Annie Pelletier : Vision modifiée
L’artiste Annie Pelletier, qui a pris l’habitude de travailler à partir de matériaux recyclés, nous surprend une nouvelle fois avec À bien y regarder, on voit les choses autrement.
Où se trouve la limite précise entre le fictif de l’oeuvre d’art et le réel? Dans À bien y regarder, on voit les choses autrement, expo réalisée dans le contexte d’un projet de maîtrise à l’Université Laval, Annie Pelletier explore la question. Avec une installation légèrement trash, elle habite l’espace de la Galerie d’art r3 à l’UQTR d’une manière toute particulière.
À bien y regarder s’ouvre sur une vaste pièce presque vide. Malaise. La sculpteure a-t-elle vraiment terminé son installation, même si tout semble encore en chantier? Peu à peu, l’embarras devient confusion: on cherche l’oeuvre à tout prix. "C’est sûr que quand tu es en face d’une toile qui est encadrée, tu le sais très bien que tu ne fais pas partie de la toile. La distance est là. Tu es spectateur dans ton monde. Mais là, dans une installation comme ça, je peux me permettre de jouer sur ce concept", amorce l’artiste.
Dans une deuxième section, que l’on peut entrevoir en entrant dans la salle d’expo, de vieilles télévisions illuminent des armoires disparates. Jolies en apparence, ces dernières cachent une montagne de produits de consommation. "Les gens me disent souvent que ça ressemble à chez eux, à leurs fonds de garde-robe ou à leur cave."

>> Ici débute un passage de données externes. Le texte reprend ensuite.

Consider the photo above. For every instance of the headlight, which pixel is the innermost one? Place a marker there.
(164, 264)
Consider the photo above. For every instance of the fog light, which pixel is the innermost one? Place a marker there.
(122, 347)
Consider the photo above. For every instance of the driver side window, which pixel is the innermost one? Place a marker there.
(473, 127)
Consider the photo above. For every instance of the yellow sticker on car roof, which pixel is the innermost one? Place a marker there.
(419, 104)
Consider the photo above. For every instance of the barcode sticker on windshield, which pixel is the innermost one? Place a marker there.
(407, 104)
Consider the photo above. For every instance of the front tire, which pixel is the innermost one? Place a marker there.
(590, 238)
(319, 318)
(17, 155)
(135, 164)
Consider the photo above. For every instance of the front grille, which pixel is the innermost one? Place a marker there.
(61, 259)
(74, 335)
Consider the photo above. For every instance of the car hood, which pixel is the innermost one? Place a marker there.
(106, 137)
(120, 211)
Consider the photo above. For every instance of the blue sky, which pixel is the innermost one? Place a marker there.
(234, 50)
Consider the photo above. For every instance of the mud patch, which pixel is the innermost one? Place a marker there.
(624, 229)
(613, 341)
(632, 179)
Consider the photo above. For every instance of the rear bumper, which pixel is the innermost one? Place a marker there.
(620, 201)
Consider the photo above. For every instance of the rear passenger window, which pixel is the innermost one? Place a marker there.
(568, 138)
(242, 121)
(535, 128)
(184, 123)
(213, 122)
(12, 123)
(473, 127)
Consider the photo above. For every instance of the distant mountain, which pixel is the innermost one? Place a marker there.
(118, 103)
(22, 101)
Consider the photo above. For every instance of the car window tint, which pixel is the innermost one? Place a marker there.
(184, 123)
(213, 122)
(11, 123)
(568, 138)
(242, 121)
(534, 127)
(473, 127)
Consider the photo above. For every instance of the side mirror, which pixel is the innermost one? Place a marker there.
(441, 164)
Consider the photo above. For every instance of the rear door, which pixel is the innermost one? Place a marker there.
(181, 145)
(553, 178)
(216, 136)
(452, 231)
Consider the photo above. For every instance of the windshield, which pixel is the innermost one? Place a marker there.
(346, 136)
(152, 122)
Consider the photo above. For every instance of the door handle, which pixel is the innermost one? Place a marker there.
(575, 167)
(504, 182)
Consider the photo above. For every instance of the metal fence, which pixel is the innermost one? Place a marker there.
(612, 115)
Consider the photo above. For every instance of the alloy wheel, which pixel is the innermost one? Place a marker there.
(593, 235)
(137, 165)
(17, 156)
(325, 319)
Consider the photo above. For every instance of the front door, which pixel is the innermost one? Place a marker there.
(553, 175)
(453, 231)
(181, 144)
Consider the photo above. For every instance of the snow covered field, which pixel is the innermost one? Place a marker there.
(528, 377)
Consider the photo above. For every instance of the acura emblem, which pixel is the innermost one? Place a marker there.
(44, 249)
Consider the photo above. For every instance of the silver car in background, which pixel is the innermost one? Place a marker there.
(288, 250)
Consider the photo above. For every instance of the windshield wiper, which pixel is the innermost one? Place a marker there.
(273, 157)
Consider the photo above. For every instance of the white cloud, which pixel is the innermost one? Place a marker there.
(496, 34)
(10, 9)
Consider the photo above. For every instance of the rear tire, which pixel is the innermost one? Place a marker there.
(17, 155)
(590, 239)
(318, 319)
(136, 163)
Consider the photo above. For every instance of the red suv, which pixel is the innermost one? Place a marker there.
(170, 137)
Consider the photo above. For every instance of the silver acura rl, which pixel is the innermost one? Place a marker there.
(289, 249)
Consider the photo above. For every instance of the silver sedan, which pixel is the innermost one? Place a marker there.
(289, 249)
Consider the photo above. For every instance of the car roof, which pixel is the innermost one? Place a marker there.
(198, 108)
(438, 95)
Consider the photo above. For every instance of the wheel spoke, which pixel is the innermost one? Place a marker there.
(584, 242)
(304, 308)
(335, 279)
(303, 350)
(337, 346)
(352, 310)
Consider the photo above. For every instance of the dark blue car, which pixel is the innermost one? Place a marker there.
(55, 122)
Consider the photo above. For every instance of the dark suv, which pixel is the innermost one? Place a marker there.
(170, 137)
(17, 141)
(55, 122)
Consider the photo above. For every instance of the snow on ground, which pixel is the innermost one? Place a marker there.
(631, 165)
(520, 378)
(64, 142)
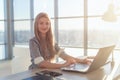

Annie Pelletier a voulu reproduire un environnement confortable. Est-ce pour cette raison qu’il y a les télés? "L’idée, c’était de ne prendre que des trucs usagés – je ne voulais rien de neuf – et de refaire des nouvelles choses. Je m’approvisionnais donc dans les marchés aux puces. Et, des télévisions, j’en voyais, j’en voyais… J’avais le goût que ça ait l’air de chacun chez nous; des télévisions, tout le monde en a. Aussi, je m’en sers comme lumière. […] Comme je veux encore jouer avec cette idée de la fiction et de l’ordinaire, je ne voulais pas avoir une lumière extérieure à l’oeuvre et qui éclaire l’oeuvre. Je voulais que l’oeuvre s’éclaire elle-même."
Oui, Annie Pelletier parle de surconsommation, mais elle ne cherche pas à faire la morale. Elle constate: "Je ne veux pas taper sur les doigts. Il y a cette idée de façade, où tout est beau. Il y a plein de choses dans nos comportements qui cachent une réalité qui est là. On veut tous un petit boulot avec un bon salaire pour pouvoir consommer. On se fait prendre, moi la première. Mais, tout ça a des répercussions. On ne peut pas faire semblant qu’elles ne sont pas là. On n’est pas obligés de se promener dans les dépotoirs, mais ils gagnent du terrain." Afin de ne pas contribuer au problème, elle utilise toujours des matériaux recyclés pour créer ses oeuvres. "Dans ma motivation écologique, c’est sûr que je ne veux pas prendre ni de la matière neuve ni brute. Maintenant, je suis à l’aise avec ces matériaux-là. Je t’avouerai qu’au début, quand j’ai commencé à travailler avec ces cochonneries-là, c’était un défi de ne pas y aller avec des matériaux nobles et de réussir à ce qu’elles fassent partie d’une oeuvre d’art."